Depuis, il a roulé sa bosse dans divers services et divers postes de responsabilité et toujours dans des "points chauds" : Oujda, Salé, Fès (encore), Nador, Laâyoune et Marrakech (en tant que préfet dans ces deux dernières villes).
Au cours de ses pérégrinations à travers les villes du Royaume, Mohamed Dkhissi a continué à étudier. Il compte aujourd’hui parmi les éminences grises en matière de science juridique au sein de la DGSN.

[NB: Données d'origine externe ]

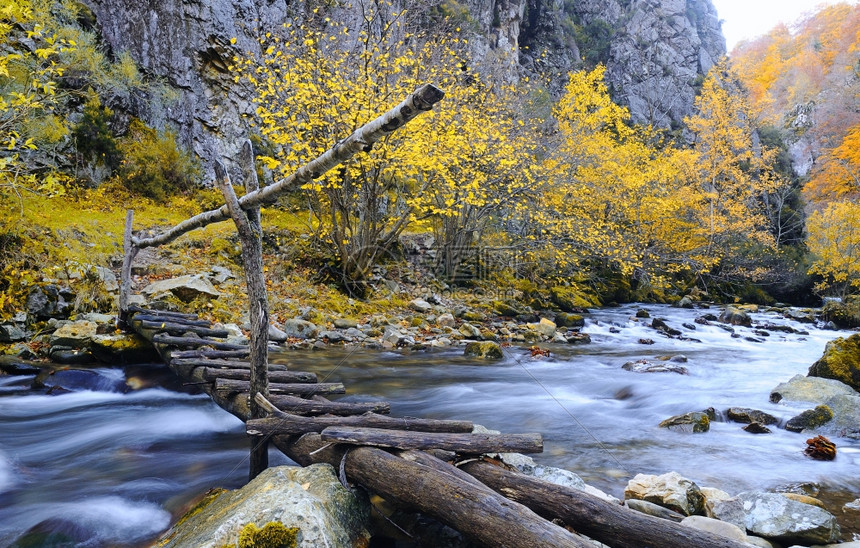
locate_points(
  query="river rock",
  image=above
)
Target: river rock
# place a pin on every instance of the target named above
(671, 491)
(687, 423)
(566, 319)
(644, 366)
(420, 305)
(722, 528)
(810, 419)
(846, 417)
(735, 316)
(810, 389)
(185, 288)
(123, 349)
(748, 416)
(484, 349)
(300, 329)
(9, 332)
(311, 499)
(76, 334)
(724, 507)
(841, 361)
(775, 517)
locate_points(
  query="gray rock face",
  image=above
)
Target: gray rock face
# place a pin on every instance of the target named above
(185, 288)
(311, 499)
(779, 518)
(811, 389)
(670, 490)
(654, 51)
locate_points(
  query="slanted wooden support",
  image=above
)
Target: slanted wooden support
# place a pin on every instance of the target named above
(287, 424)
(612, 524)
(251, 238)
(468, 444)
(299, 406)
(482, 516)
(362, 139)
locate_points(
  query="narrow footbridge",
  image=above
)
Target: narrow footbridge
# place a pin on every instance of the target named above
(438, 467)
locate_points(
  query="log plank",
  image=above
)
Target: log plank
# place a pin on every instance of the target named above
(469, 444)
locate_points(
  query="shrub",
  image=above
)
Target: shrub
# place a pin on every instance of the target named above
(153, 164)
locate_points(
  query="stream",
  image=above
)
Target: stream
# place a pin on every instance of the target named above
(103, 465)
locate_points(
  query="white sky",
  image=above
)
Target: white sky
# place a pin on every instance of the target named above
(746, 19)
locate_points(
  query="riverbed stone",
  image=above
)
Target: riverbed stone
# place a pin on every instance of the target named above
(671, 490)
(123, 349)
(722, 528)
(775, 517)
(841, 361)
(736, 316)
(300, 329)
(695, 423)
(311, 499)
(75, 334)
(810, 389)
(747, 416)
(185, 288)
(810, 419)
(484, 349)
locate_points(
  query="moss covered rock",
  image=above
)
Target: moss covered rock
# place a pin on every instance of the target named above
(484, 349)
(841, 362)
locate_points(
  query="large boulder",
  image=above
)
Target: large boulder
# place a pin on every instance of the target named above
(670, 490)
(185, 288)
(810, 389)
(841, 361)
(310, 499)
(775, 517)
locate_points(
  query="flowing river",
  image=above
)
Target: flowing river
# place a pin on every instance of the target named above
(108, 466)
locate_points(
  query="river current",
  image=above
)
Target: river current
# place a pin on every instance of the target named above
(113, 467)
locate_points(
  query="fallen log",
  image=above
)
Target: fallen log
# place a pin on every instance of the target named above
(181, 321)
(611, 524)
(209, 354)
(180, 328)
(484, 517)
(295, 424)
(299, 406)
(469, 444)
(230, 385)
(224, 364)
(275, 375)
(170, 340)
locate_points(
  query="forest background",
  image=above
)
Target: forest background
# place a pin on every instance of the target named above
(552, 194)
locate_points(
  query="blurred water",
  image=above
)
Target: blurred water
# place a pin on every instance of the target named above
(106, 466)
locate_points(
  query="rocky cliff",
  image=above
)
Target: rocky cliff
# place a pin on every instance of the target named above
(655, 52)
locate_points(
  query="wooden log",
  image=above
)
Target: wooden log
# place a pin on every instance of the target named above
(170, 340)
(299, 406)
(211, 373)
(482, 516)
(231, 385)
(209, 354)
(178, 321)
(469, 444)
(228, 364)
(162, 313)
(419, 101)
(129, 253)
(179, 329)
(295, 424)
(612, 524)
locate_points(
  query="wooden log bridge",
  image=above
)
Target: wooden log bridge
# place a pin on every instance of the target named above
(407, 461)
(410, 461)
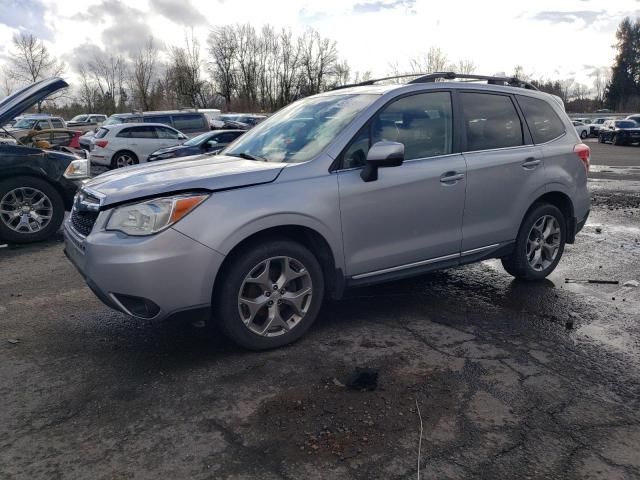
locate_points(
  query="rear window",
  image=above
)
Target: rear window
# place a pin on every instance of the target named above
(491, 121)
(543, 122)
(164, 119)
(189, 122)
(102, 132)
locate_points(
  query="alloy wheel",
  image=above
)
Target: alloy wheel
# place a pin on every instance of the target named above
(26, 210)
(543, 242)
(275, 296)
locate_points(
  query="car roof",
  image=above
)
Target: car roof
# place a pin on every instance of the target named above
(137, 124)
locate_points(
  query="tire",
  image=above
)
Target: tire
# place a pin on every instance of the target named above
(43, 209)
(123, 159)
(243, 288)
(521, 262)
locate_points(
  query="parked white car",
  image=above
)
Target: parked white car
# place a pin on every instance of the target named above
(126, 144)
(582, 129)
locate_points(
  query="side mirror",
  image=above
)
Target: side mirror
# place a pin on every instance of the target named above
(381, 155)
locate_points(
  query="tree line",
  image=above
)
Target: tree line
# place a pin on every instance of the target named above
(241, 68)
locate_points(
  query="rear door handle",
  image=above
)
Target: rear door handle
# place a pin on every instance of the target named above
(451, 178)
(531, 163)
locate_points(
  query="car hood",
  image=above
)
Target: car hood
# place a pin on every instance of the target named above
(174, 148)
(201, 172)
(22, 100)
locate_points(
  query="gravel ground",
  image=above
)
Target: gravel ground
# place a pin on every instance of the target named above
(511, 380)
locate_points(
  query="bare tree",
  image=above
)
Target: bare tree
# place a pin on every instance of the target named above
(186, 75)
(435, 60)
(223, 47)
(30, 61)
(601, 78)
(144, 73)
(108, 74)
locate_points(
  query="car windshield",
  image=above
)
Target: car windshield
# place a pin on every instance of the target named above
(27, 123)
(299, 132)
(195, 141)
(113, 120)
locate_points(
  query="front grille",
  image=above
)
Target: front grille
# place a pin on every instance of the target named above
(83, 221)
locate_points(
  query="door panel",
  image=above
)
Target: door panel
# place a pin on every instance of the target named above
(413, 212)
(408, 215)
(501, 184)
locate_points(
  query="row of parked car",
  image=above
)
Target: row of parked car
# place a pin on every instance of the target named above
(607, 129)
(43, 159)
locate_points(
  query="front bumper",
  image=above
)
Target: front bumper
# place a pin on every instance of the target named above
(151, 277)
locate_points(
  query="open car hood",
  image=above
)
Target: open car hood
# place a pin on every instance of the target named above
(24, 99)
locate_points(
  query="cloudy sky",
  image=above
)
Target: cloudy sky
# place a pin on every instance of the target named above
(549, 38)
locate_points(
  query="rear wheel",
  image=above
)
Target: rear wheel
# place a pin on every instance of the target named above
(124, 159)
(269, 295)
(539, 245)
(30, 209)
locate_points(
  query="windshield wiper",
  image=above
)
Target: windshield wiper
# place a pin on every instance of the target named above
(248, 156)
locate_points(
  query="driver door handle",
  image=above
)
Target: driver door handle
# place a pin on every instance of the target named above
(451, 178)
(531, 163)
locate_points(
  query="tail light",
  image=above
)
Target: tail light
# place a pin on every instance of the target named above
(584, 154)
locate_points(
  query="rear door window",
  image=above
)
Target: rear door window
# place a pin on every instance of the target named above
(544, 124)
(189, 122)
(138, 132)
(164, 119)
(491, 121)
(166, 133)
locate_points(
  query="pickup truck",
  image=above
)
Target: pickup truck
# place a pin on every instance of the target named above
(86, 122)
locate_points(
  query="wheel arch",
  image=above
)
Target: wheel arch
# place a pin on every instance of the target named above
(9, 174)
(563, 202)
(124, 150)
(304, 235)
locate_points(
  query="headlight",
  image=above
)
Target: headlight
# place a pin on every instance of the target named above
(77, 169)
(152, 216)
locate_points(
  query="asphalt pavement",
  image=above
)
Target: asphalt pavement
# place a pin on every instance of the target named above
(506, 379)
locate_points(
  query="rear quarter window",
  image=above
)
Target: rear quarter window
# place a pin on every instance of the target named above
(189, 122)
(544, 124)
(102, 132)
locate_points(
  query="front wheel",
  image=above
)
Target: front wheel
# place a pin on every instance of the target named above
(269, 295)
(539, 245)
(30, 210)
(124, 159)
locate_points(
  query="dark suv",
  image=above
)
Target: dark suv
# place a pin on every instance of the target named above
(350, 187)
(36, 185)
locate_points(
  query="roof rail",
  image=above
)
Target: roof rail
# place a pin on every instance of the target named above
(491, 80)
(375, 80)
(432, 77)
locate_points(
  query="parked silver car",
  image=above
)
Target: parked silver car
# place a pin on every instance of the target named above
(350, 187)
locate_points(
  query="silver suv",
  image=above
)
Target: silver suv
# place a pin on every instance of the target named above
(350, 187)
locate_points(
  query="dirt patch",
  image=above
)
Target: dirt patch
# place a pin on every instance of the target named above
(327, 419)
(616, 200)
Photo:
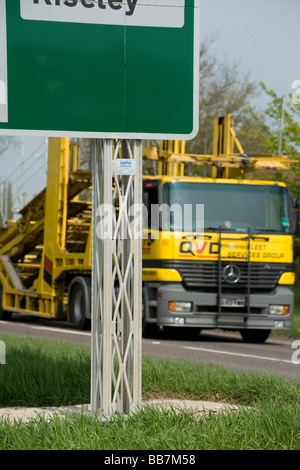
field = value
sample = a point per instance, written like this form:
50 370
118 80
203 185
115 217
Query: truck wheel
148 329
255 336
4 315
79 304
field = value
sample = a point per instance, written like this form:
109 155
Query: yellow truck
235 270
234 273
45 256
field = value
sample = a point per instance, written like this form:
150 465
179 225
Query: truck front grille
206 275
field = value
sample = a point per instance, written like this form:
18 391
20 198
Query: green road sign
99 68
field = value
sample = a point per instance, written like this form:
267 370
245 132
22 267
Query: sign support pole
116 276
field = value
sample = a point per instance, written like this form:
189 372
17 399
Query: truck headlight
279 309
180 306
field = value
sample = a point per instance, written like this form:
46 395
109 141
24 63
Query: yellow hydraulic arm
227 161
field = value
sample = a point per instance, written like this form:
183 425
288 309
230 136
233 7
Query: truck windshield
231 207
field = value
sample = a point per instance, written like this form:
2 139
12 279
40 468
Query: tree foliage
223 90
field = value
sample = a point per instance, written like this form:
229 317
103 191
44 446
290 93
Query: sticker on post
125 167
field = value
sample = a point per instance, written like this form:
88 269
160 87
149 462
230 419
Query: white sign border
133 135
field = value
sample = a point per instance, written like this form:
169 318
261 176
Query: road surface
278 356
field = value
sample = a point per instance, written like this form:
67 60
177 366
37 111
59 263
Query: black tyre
79 304
4 315
148 329
255 336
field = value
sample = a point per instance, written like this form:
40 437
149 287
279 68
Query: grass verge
50 373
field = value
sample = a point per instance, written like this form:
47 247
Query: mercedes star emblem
231 274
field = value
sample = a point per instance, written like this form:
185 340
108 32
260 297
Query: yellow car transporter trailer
45 256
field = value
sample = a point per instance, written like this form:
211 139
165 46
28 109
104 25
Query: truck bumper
205 312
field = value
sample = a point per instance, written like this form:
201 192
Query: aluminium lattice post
116 259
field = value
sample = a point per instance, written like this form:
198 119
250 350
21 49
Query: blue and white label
155 13
3 63
125 167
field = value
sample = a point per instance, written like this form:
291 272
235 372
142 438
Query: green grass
266 428
50 373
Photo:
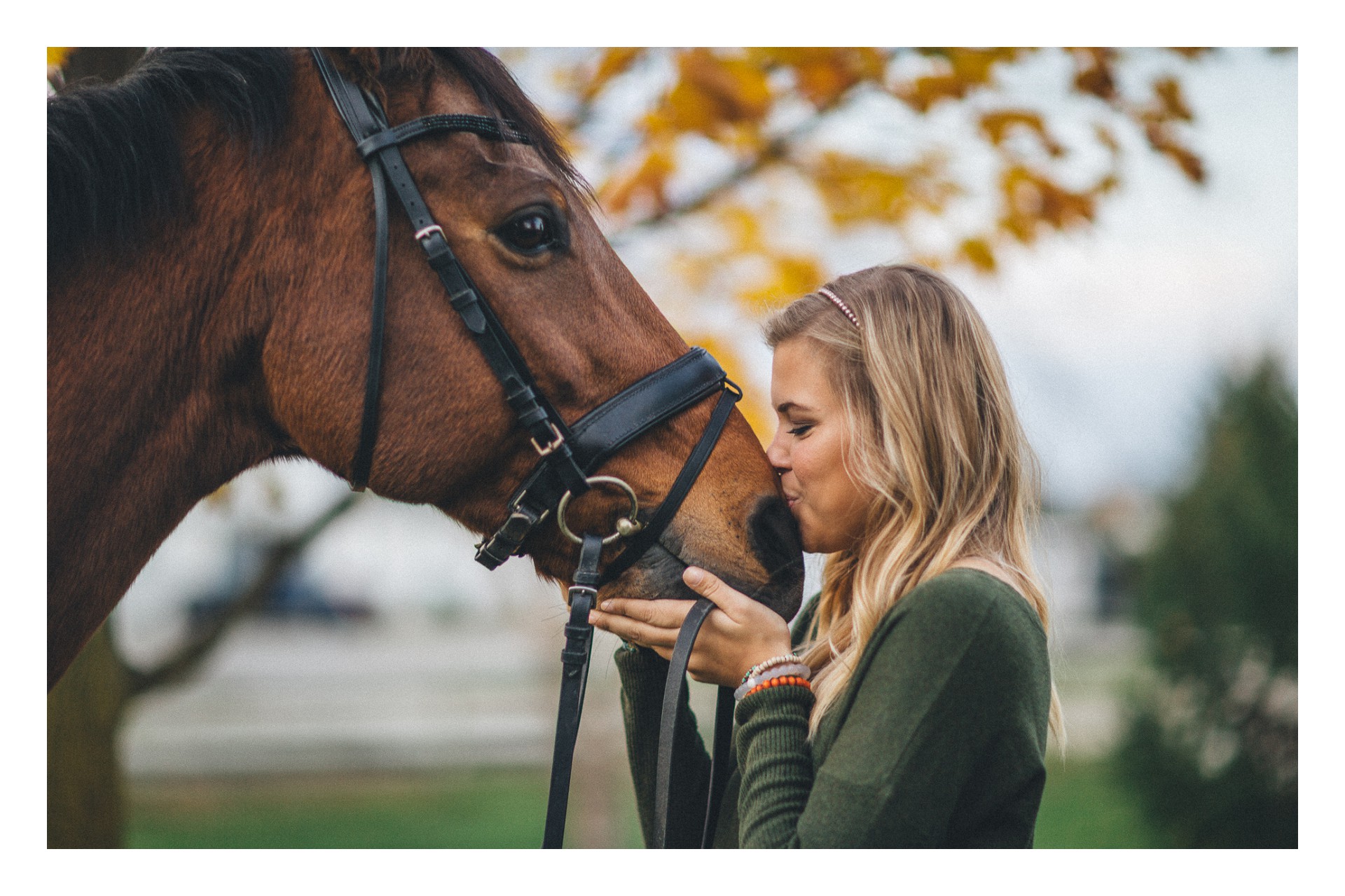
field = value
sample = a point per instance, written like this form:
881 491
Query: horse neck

Mais ce n’est pas tout : il peut citer les grands écrivains français, les juristes internationaux qui font autorité, comme les théoriciens du salafisme ou de l’extrémisme violent. Le tout entrecoupé par des vers de poésie arabe classique ou de versets coraniques.
L’ennemi des points noirs
Au vu de ces qualités, on lui trouve beaucoup de ressemblance, dans les rangs de la DGSN, avec Abdellatif Hammouchi, son patron, qui lui a confié la Direction centrale de la police judiciaire en juin 2016.
Car, comme le patron du pôle DGSN-DGST, Mohamed Dkhissi peut disserter de longues heures sur les ramifications des réseaux terroristes dans la région, sur les points noirs de l’insécurité au Maroc et citer, de mémoire, les chiffres des saisies de drogues, au gramme près, en 2017 ou 2020.
En parlant de points noirs, et depuis son arrivée à la tête de la Direction de la police judiciaire, il n’hésite pas à organiser des opérations commando dans différentes villes, et à passer des semaines entières à pourchasser des bandits de grand chemin, des maîtres chanteurs ou des barons de la drogue.
Parallèlement à ses missions en tant que patron national de la police judiciaire, il est aussi chef du Bureau national d’Interpol et chef du bureau de liaison arabe, un organisme arabe de coordination avec les organisations internationales.
C'est dire qu'il connaît aussi bien les arcanes d’Interpol que ceux de la DGSN. La première organisation le lui rend bien, ainsi qu'à son antenne marocaine qui compte parmi les plus actives dans le monde. Depuis quelques années, on ne compte plus le nombre de grands criminels, dont plusieurs ennemis numéro 1 de diverses polices internationales, qui ont été cueillis par les hommes de Dkhissi à leur arrivée aux aéroports de Casablanca, de Rabat ou de Marrakech.

Le secret ? Lui-même ne le cache pas quand on lui pose la question : une meilleure coordination entre l’ensemble des services sécuritaires et du renseignement. Quant à lui, il maîtrise autant les questions sécuritaires que le travail de renseignement et d’investigation.
La dignité d’abord
Patriote jusqu’au bout des ongles, Mohamed Dkhissi ne jure que par la dignité dans l’exercice de ses fonctions. Il est jaloux de la dignité de ses hommes et des éléments de la DGSN en général. Et de celle des citoyens dans leurs relations avec la police.
Depuis quelques années, c’est d’ailleurs lui qui coordonne plusieurs programmes de formation des éléments de la DGSN aux normes internationales en matière de droits de l’Homme, dans l’exercice de sa fonction policière. À ce titre, il coordonne avec des institutions nationales comme le Conseil national des droits de l'Homme (CNDH).
Aujourd’hui, Mohamed Dkhissi compte plus de trois décennies de carrière dans la police nationale et près d’une décennie de collaboration étroite avec Interpol dont il devient l’un des poids lourds. À ce titre, il sera l’un des maîtres de cérémonie du grand conclave de l’organisation policière internationale à Marrakech. Mais ce n’est pas pour autant qu’il prend la grosse tête. Toujours souriant et bienveillant, il prend le temps d’écouter, d’expliquer et de convaincre. Quand il dispose d'un moment de libre, il le consacre à une virée à Oujda, son autre amour. Comme pour tous les Dkhissi.